The attorney for a driver charged with killing a Rutland police officer during a motor-vehicle chase wants a judge to throw out the most serious murder charge against his client.
The lawyer also wrote new court filings that he wants the trial moved outside Rutland County because of publicity the case has received.
David Sleigh, representing Tate Rheaume, in seeking to lower the murder charge his client faces, cited a Rutland City Police Department internal affairs report became public last year. That report strongly criticized officers’ actions in the July 2023 high-speed vehicle pursuit that led to the death of a fellow officer, 19-year-old Jessica Ebbighausen.
The pursuit ended on Woodstock Avenue in Rutland when Rheaume drove his pickup nearly head-on into a cruiser driven by Ebbighausen.
Months following the crash the Rutland City Police Department conducted an internal affairs investigation.
“The report’s conclusion is not merely that a policy violation occurred. It is that the pursuit should not have started and should have been stopped,” Sleigh wrote in the filing this week in Rutland County Superior criminal court.
“A prosecution that depends on a pursuit initiated outside policy, outside supervisory control, and without the required training is legally and factually defective where the charge itself is tethered to the asserted law-enforcement predicate,” he added.

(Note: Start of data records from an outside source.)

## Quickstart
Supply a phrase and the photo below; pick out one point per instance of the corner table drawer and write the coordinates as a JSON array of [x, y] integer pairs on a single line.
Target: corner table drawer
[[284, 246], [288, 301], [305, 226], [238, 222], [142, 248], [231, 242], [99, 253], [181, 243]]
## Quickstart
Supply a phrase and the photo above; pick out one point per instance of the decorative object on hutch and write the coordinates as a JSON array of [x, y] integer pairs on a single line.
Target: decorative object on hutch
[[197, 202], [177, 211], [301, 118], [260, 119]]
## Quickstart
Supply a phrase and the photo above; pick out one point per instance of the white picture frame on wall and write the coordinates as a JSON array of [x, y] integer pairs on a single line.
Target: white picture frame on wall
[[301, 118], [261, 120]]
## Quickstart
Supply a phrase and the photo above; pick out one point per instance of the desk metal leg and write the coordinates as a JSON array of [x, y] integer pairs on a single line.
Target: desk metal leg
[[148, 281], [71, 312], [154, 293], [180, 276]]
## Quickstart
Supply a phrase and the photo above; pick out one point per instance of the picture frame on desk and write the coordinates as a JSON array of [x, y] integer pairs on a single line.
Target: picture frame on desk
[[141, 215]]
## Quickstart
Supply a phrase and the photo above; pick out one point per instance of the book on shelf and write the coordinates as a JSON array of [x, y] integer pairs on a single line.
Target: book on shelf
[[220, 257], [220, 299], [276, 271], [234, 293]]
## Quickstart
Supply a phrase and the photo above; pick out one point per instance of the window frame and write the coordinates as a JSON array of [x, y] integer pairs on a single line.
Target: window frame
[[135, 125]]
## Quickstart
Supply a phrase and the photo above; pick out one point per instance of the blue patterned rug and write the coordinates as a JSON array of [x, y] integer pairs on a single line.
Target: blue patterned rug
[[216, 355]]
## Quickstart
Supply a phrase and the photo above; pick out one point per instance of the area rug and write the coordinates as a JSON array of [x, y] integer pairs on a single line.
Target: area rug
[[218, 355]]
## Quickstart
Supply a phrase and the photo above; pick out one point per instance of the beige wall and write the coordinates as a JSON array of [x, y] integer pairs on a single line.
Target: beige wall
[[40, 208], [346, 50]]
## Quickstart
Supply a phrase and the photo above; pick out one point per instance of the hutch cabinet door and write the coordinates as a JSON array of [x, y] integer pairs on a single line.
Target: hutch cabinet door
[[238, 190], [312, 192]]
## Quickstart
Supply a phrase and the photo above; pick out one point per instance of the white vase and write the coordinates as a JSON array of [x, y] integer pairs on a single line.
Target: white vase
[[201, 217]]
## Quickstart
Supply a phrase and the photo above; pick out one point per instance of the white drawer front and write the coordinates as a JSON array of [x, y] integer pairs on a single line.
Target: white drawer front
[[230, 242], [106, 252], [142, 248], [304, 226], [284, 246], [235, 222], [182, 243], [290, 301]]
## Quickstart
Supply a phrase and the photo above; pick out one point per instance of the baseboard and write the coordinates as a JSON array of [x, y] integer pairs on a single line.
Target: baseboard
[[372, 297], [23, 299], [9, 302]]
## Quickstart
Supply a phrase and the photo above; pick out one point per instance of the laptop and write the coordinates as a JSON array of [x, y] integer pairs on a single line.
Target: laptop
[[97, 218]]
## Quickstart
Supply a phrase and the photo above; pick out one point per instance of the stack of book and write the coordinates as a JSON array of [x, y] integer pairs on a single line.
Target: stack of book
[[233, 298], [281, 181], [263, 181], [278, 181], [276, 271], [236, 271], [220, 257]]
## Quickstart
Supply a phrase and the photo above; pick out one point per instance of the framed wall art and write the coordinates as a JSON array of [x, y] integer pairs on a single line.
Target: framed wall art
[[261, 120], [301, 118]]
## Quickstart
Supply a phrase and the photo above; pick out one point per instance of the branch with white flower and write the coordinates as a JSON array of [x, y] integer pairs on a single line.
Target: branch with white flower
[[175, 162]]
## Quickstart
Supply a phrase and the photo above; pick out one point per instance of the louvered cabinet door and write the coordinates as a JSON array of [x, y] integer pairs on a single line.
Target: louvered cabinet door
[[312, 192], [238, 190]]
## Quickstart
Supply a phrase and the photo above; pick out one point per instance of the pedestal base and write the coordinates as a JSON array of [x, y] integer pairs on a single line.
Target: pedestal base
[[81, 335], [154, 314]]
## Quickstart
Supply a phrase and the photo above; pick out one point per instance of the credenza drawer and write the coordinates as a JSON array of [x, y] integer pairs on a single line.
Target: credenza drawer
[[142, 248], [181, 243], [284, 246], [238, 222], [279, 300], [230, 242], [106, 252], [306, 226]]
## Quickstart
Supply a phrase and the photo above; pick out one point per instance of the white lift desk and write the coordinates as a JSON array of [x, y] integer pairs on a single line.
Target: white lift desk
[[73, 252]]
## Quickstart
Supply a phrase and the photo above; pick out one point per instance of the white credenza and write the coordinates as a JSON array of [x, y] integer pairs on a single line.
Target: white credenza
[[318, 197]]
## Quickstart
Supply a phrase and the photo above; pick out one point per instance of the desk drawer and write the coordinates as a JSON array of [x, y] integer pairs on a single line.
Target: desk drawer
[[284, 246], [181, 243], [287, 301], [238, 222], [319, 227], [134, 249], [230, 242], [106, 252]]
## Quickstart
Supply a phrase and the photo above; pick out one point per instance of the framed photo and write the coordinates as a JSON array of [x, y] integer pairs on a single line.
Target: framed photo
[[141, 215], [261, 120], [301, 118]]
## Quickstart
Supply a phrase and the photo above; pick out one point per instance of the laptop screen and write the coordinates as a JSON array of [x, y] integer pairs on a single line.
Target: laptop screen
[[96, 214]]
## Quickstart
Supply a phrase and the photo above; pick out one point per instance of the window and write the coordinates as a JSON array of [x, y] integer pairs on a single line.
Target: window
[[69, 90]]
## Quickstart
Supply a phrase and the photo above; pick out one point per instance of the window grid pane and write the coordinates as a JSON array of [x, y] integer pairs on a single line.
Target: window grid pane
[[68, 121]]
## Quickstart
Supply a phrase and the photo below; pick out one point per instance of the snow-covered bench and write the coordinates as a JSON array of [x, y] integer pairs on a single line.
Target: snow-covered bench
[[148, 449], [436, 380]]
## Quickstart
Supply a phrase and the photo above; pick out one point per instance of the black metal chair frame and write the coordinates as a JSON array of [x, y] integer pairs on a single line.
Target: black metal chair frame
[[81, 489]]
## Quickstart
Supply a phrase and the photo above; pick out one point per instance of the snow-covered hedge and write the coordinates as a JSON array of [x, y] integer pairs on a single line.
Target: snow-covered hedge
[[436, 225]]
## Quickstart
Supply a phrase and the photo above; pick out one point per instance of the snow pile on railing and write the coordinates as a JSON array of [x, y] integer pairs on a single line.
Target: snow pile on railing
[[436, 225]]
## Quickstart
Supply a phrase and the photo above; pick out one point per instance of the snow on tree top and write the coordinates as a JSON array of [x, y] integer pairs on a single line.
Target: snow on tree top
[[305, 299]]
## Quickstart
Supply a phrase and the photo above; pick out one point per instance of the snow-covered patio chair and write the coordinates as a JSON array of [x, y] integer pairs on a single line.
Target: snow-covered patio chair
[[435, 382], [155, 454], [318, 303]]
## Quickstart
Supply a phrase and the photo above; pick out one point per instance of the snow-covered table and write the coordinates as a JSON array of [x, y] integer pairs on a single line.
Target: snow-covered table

Rheaume, formerly of Salisbury, has pleaded not guilty to several charges, including aggravated murder, the most serious offense in Vermont, which carries a penalty of life in prison without parole. He is currently held without bail awaiting trial.
Rutland County State’s Attorney Ian Sullivan, the prosecutor, cited several aggravating factors when he filed the aggravated murder charge against Rheaume. Sullivan said the case had met the thresholds that the defendant “knowingly created” significant risk of death, that the murder was committed to avoid arrest, and that the victim was a law enforcement officer.
Sleigh said Tuesday that if his motion challenging the aggravated factors is granted, his client at most would likely face a charge of second-degree murder. That charge carries a penalty of 20 years to life in prison.
“The State cannot transform an unauthorized and dangerous pursuit into the basis for aggravated murder simply because the pursuit ended in a fatal collision,” Seligh wrote in his filing this week.
“The legality of the police response matters,” he added. “Where the law-enforcement action was not authorized under departmental policy and was undertaken without the predicate serious offense, the State should not be allowed to rely on that conduct to elevate the charge.”
The internal report, which became public late last year after Sleigh filed it in court, stated that Ebbighausen’s death was “preventable” if officers had followed the proper procedures.
The policy violations, the report stated, ranged from not having the proper authority to initiate the pursuit to not following procedures while the chase was underway.
Ebbighausen was a part-time trainee officer at the Rutland City Police Department at the time. She was set to begin training the following month to get her full-time certification.
Rutland City Police Chief Brian Kilcullen announced his retirement shortly after the internal affairs report became public.
Two days after Kilcullen’s announcement, Sullivan, the prosecutor, issued a Brady letter naming Kilcullen, writing in it that despite his own attempts to get the internal affairs report, Kilcullen wasn’t forthcoming in providing it. Kilcullen’s actions, Sullivan’s letter stated, “demonstrate that he suppressed evidence favorable to the defendant in a criminal case in an attempt to shape the trial.”
Prosecutors issue Brady letters when an officer’s credibility is called into question.
Sleigh submitted a slew of other motions this week, including one allowing him to present evidence at trial of police policy violations.
“The proposed evidence is plainly relevant. The State will seek to prove that Defendant’s driving during the pursuit caused the officer’s death,” Sleigh wrote.
“The Defense, in turn,” he added, “is entitled to show that the police pursuit itself was conducted in violation of departmental policy and in a manner that materially increased the risk of the exact type of collision that occurred.”
In the filing seeking to move the case to a court outside Rutland County, Sleigh argued that the case received extensive media coverage.
“Particularly troubling is the documented efforts by police to withhold exculpatory information in an admitted attempt to influence the outcome of the trial,” Sleigh wrote. He added: “It does not merely reflect adverse publicity; it signals a coordinated institutional interest in conviction, which is likely to seep into the community’s understanding of the case.”
Sullivan could not be reached Tuesday for comment.